I am a postdoctoral researcher at Department of Statistics & Data Science, Carnegie Mellon University, hosted by Dr. Kathryn Roeder and Dr. Jing Lei.

I received my PhD (2022) from Department of Biostatistics, University of Washington. My dissertation advisor was Dr. Noah Simon. Before graduate school, I double-majored in biology and math at Peking University (2013-17). I also worked on business-motivated problems at Amazon and FOXO Technologies.
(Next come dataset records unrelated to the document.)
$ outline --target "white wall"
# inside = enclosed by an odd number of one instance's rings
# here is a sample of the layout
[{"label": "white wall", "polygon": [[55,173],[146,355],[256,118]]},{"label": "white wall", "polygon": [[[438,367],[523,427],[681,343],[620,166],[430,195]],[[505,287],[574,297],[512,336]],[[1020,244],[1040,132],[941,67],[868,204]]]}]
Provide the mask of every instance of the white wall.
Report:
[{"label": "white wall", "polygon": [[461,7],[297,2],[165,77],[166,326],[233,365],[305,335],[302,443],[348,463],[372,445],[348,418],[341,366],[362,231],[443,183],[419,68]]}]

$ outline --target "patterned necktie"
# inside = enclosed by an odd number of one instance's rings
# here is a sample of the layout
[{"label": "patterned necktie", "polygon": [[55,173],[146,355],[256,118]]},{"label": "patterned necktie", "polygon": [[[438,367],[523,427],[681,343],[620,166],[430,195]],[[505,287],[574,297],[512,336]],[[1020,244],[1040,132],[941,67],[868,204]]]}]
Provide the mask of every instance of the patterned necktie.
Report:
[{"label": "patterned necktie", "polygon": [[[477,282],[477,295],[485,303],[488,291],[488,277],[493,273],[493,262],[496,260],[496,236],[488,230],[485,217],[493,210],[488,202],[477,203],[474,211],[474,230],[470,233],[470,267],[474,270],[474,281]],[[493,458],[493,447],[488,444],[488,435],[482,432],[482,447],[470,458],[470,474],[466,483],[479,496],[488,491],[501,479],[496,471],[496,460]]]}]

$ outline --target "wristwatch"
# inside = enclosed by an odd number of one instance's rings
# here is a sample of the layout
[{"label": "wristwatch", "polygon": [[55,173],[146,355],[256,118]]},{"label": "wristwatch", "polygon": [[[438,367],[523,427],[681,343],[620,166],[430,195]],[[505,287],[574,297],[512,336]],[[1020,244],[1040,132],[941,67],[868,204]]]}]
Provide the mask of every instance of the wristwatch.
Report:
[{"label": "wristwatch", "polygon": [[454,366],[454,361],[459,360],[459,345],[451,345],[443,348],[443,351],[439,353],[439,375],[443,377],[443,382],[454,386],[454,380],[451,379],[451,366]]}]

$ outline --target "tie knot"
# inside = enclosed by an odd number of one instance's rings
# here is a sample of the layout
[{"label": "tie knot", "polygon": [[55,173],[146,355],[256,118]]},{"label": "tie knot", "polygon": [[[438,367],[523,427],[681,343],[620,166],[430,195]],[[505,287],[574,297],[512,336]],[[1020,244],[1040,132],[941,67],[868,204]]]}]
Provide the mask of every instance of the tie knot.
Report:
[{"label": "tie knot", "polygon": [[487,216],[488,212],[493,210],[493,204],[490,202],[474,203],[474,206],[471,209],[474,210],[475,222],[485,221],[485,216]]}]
You can find my CV with a complete list of publication here.

Research Interest

My research mainly focuses on scalable statistical learning methods that are mathematically rigorous and computationally efficient. Some research keywords that catch my eyes: nonparametric methods (basis expansion, reproducing kernel and shape-constrained); model selection (cross-validation and its variants); online estimation with streaming data. Single-cell RNA sequencing data analysis (new questions and new methods), polygenic risk score (and related health disparity issues).

Software

Most of my methodology works have a companion R package. I also mix in some C++ to improve the computational efficiency when needed. It is hard to keep the package information up-to-date in peer-reviewed publications so I list them here for your ease of reference.

Sieve on R CRAN:

Tianyu Zhang and Jing Lei. “Online Estimation with Rolling Validation: Adaptive Nonparametric Estimation with Streaming Data.”
Tianyu Zhang and Noah Simon. “A Sieve Stochastic Gradient Descent Estimator for Online Nonparametric Regression in Sobolev Ellipsoids.”

HMC on R CRAN:

Tianyu Zhang, Jing Lei, and Kathryn Roeder. “Debiased Projected Two-Sample Comparisonscfor Single-Cell Expression Data.”

Joint-Lassosum on Github:

Tianyu Zhang, Geyu Zhou, Lambertus Klei, Peng Liu, Alexandra Chouldechova, Hongyu Zhao, Kathryn Roeder, Max G’Sell, and Bernie Devlin. “Evaluating and Improving Health Equity and Fairness of Polygenic Scores.”